A giant in the field of anxiety and obsessive-compulsive disorders, Rudolf Hoehn-Saric, former director of the Anxiety Disorders Clinic and former director of Psychiatric Outpatient Services at The Johns Hopkins Hospital, died April 28 at age 93.
He spent 49 years on the faculty at Johns Hopkins, joining the Department of Psychiatry as an instructor in 1962 and retiring as a professor emeritus in 1999.
James Potash, director of the Department of Psychiatry, says Hoehn-Saric advanced a multi-faceted view of OCD and anxiety disorders that incorporated biology and behavior, as well as psychotherapy, which is now the modus operandi of approaching these illnesses.

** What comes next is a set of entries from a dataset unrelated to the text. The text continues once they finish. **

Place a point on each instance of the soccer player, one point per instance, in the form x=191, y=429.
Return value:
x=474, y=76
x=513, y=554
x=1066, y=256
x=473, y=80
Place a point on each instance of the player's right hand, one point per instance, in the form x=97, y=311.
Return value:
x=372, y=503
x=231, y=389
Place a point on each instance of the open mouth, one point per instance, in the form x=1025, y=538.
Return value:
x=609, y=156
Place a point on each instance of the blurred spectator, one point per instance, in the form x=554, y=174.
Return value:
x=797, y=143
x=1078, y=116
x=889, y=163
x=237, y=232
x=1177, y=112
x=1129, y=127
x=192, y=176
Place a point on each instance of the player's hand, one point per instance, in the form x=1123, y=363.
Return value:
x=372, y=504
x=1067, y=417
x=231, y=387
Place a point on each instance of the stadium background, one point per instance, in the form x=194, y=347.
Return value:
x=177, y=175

“He came of age in an era when Freudian thinking about early childhood influences as determining factors dominated the field,” Potash says. “Rudi understood that this was only part of the equation, and that other approaches needed to be incorporated if we were to fully understand anxiety and effectively treat it. It took fortitude to swim against the tide early on.”
Born in Graz, Austria, Hoehn-Saric’s childhood was colored by transition from the Austro-Hungarian Empire and end of World War I through the First Austrian Republic to the Anschluss (Nazi Germany annexing Austria) and World War II. He attended 12 schools in his youth, eventually finishing his studies and medical school at the University of Graz in 1954. He completed a psychiatric residency in Montreal, followed by a fellowship in clinical psychopharmacology at Johns Hopkins, then a residency in neuropsychiatry in Vienna.
He wrote multiple books and peer-reviewed papers, and his research continues to impact the biology and therapy of anxiety and OCD. He was also at the forefront of advances in neuroimaging methods.
Gerald Nestadt, director of the OCD Clinic, says Hoehn-Saric was the “sole authority” on anxiety and OCD on the Johns Hopkins faculty for decades and a mentor to many physicians.
“His teaching influenced generations of trainees,” says Nestadt, who holds a professorship established in 2012 to honor Hoehn-Saric and his wife, Evanne, also a Hopkins-trained physician.